Un’analisi di machine learning ha confermato il legame tra il microbioma e i tassi di risposta globale e la sopravvivenza libera da progressione con gli ICI, ma ha anche rivelato una riproducibilità limitata delle firme basate sul microbioma tra le coorti. L’attenzione dei ricercatori si è dunque rivolta alla ricerca di eventuali specifiche famiglie batteriche, arrivando a rilevare nel pannello di specie soprattutto tre popolazioni: Bifidobacterium pseudocatenulatum, Roseburia spp. e Akkermansia muciniphila. Queste sembrano responder, ovvero capaci di assicurare una migliore risposta immunitaria nel paziente sottoposto a immunoterapia, sebbene nessuna singola specie può essere considerata un biomarcatore coerente e ricorrente in tutti gli studi persi in esame.

«L’immunoterapia – spiega Karla Lee, primo autore dello studio – ha rivoluzionato il trattamento del melanoma avanzato, con una risposta positiva, ovvero una sopravvivenza aumentata di un anno, nel 50% dei casi. Dati di pratica clinica sembrano tuttavia non coinvolgere una percentuale così alta di pazienti». Qual è la ragione della diversità fra responder e non responder? La risposta resta ancora da chiarire, e parallelamente è necessario anche trovare strategie per aumentare il numero dei responder: l’azione sul microbiota sembra essere una possibile strada e tra le più promettenti. È necessario dunque avviare nuovi studi con campioni più ampi, tenendo conto della complessa interazione di fattori clinici con il microbioma intestinale.
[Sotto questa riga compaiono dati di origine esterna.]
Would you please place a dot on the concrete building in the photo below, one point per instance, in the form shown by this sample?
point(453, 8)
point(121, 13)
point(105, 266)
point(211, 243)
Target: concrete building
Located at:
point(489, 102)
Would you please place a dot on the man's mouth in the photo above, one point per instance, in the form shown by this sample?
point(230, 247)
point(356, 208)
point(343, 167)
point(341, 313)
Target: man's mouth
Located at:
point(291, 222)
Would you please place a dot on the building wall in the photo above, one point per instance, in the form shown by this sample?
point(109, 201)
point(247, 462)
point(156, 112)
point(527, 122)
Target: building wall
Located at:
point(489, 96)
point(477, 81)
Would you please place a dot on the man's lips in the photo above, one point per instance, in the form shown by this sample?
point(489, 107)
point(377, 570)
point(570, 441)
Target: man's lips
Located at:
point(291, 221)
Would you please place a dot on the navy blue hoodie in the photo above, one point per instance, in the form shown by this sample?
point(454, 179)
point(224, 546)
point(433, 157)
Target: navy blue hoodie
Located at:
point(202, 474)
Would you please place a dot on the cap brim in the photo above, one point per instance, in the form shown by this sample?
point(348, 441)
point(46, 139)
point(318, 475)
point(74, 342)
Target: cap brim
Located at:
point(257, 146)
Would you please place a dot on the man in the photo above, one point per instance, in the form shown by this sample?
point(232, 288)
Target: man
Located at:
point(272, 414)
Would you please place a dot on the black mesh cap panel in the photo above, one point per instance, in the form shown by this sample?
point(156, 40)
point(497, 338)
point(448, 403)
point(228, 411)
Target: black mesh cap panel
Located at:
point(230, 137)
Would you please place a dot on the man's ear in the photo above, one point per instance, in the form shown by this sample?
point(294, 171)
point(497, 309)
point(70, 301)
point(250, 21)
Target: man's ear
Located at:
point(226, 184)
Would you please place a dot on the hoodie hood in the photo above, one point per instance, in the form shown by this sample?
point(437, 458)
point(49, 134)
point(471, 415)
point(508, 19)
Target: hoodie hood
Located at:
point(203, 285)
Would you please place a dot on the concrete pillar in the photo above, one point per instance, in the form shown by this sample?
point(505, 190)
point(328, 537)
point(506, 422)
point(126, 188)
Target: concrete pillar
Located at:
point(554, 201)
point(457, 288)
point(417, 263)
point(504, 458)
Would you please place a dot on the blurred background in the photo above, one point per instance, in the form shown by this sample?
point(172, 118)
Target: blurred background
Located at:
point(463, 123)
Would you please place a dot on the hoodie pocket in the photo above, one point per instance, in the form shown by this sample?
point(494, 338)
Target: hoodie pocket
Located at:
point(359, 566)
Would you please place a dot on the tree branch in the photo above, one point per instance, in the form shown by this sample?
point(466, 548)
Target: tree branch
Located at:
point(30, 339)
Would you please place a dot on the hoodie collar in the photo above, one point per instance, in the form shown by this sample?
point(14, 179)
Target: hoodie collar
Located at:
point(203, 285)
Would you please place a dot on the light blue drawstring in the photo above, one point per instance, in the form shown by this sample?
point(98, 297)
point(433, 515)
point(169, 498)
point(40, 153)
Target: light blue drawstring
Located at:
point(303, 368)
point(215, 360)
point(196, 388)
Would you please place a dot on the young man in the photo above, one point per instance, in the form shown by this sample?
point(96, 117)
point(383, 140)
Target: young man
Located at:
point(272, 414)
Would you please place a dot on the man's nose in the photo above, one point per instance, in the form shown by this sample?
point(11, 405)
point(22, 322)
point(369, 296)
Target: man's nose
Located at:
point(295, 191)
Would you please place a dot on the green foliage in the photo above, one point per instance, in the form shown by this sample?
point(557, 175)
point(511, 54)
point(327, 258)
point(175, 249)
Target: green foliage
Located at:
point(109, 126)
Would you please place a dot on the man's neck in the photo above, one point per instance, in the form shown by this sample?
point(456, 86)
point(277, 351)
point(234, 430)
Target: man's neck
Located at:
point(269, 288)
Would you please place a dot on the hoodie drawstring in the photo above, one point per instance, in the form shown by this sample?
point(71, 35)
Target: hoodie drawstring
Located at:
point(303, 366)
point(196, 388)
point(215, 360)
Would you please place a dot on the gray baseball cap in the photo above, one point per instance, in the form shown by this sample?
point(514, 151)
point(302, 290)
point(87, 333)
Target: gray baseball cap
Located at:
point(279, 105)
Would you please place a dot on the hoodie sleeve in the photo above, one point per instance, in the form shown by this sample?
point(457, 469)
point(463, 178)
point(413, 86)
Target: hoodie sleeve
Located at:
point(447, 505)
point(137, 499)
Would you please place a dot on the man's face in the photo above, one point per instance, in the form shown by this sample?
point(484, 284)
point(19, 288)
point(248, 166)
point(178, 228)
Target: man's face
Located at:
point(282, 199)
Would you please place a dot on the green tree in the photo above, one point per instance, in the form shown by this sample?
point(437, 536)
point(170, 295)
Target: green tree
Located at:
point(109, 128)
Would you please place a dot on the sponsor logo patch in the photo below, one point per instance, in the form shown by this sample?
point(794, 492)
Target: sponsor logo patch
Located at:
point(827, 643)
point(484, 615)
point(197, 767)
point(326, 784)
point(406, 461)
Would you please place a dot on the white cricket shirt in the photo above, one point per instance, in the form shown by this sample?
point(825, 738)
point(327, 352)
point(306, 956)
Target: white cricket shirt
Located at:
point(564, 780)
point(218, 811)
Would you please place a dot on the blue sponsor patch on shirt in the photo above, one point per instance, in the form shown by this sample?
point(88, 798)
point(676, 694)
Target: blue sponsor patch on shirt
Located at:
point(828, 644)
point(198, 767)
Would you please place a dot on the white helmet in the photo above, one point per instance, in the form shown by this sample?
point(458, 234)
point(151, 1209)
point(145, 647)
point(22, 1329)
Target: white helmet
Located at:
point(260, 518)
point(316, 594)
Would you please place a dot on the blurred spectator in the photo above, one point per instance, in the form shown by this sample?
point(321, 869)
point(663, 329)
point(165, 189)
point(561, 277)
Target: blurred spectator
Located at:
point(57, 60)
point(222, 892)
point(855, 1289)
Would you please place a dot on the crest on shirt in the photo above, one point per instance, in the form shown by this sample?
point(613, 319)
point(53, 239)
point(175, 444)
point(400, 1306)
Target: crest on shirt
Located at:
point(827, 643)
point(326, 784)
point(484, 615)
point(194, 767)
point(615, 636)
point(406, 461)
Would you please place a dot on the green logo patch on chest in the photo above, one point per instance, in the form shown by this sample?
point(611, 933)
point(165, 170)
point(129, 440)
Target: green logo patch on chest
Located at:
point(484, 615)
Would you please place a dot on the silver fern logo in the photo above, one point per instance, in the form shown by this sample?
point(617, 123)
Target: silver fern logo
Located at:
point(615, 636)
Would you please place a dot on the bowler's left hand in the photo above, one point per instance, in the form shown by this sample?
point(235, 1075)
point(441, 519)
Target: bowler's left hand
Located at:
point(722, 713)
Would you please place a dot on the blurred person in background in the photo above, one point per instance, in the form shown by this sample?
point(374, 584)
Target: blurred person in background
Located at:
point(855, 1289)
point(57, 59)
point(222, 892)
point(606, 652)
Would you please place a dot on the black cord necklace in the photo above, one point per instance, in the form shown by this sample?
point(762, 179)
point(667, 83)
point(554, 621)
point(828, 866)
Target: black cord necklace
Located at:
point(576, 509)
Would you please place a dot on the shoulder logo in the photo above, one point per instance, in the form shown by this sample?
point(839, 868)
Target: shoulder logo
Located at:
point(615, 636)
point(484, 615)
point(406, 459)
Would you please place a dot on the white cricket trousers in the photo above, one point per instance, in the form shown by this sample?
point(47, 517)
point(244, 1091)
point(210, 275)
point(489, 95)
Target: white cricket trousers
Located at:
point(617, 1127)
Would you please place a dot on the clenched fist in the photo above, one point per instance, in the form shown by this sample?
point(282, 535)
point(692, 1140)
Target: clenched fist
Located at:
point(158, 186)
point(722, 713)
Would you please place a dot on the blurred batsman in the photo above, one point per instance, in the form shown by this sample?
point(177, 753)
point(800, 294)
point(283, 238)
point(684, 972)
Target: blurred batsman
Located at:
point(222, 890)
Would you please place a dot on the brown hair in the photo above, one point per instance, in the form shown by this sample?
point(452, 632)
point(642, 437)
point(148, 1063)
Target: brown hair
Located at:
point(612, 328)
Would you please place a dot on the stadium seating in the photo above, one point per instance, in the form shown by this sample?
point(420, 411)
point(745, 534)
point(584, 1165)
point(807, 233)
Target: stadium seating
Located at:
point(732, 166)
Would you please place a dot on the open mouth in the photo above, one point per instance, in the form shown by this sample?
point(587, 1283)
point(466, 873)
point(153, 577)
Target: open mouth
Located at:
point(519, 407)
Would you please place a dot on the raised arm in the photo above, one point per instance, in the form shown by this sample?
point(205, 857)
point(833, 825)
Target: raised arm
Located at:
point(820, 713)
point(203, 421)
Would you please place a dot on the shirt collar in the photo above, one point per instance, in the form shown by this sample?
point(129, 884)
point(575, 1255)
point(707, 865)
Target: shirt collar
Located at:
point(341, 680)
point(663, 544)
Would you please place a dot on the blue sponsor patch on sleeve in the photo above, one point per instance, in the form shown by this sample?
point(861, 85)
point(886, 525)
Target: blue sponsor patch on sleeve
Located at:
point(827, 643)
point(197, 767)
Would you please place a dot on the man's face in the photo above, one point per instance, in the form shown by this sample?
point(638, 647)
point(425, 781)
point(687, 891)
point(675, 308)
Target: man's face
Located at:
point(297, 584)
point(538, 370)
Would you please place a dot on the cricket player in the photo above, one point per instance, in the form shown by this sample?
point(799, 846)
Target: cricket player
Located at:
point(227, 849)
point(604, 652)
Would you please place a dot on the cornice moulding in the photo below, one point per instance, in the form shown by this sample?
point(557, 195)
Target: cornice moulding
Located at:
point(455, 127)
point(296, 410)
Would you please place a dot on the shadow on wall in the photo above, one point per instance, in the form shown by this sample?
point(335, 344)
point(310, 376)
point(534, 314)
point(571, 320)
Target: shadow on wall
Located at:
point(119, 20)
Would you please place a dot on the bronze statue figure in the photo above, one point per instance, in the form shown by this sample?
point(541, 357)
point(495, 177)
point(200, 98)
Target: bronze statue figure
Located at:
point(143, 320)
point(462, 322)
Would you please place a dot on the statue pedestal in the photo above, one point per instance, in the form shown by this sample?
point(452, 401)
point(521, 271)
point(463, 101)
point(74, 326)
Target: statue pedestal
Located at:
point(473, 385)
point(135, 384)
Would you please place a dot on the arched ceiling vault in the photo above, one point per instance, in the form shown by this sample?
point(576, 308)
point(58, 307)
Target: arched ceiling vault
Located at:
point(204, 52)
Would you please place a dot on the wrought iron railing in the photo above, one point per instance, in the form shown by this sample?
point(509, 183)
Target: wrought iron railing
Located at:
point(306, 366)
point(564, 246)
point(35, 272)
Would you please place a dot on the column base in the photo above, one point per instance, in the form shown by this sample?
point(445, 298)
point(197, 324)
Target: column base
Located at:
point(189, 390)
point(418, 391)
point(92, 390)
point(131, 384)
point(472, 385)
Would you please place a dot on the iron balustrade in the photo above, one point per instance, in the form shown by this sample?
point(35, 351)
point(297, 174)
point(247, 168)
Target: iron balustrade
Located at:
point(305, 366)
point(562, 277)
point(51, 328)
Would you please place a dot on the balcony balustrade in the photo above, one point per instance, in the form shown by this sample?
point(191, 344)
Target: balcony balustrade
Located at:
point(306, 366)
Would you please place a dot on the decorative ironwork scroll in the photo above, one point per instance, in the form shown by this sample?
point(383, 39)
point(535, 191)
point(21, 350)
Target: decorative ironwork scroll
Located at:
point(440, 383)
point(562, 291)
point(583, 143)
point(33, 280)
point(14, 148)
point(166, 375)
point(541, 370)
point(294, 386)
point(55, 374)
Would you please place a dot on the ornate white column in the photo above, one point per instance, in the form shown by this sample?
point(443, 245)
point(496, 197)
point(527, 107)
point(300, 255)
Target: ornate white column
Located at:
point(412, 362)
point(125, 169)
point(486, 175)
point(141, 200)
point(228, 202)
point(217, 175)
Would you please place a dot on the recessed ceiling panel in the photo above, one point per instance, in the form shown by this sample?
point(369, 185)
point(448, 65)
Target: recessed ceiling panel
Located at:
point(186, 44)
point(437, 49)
La capacità plastica del microbiota

Punto di forza è certamente la possibilità di modificare agilmente e rapidamente la composizione del microbiota agendo sulla correzione dello stile di vita, a partire da una alimentazione specifica e dall’uso di probiotici di nuova generazione, fino a modalità più invasive, come il trapianto fecale. Azioni che come diretta conseguenza modificano positivamente anche gli esisti sul sistema immunitario. Sciolto il nodo circa le caratteristiche del microbiota che rendono un paziente responder alla cura, sarebbe possibile agire preventivamente per favorire un miglior effetto terapeutico.

In conclusione

Sembrano, in sostanza, esser due le azioni su cui puntare. Da un lato approfondire le ricerche sul microbiota, così da impostare strategie personalizzate per migliore gli esiti dei trattamenti immunoterapici nel paziente con melanoma. Dall’altro, considerando la variabilità individuale del microbiota intestinale, avviare parallelamente studi che consentano di definire le caratteristiche del microbiota che attivano una risposta positiva all’immunoterapia. Tra le prime vie da vagliare c’è la dieta: diversi studi dimostrerebbero la potenzialità di una dieta ricca di fibre nel favorire il legame alimentazione-microbiota-risposta immunitaria. L’indagine in futuro potrà esser anche estesa ad altre tipologie di tumore e ad altre informazioni genomiche, finalizzate al miglior controllo dei tumori, anche di fase avanzata.

Fonte:

  • Lee KA, Thomas AM, Bolte LA et al. Cross-cohort gut microbiome associations with immune checkpoint inhibitor response in advanced melanoma. Nature Medicine, 2022, 28:535–544.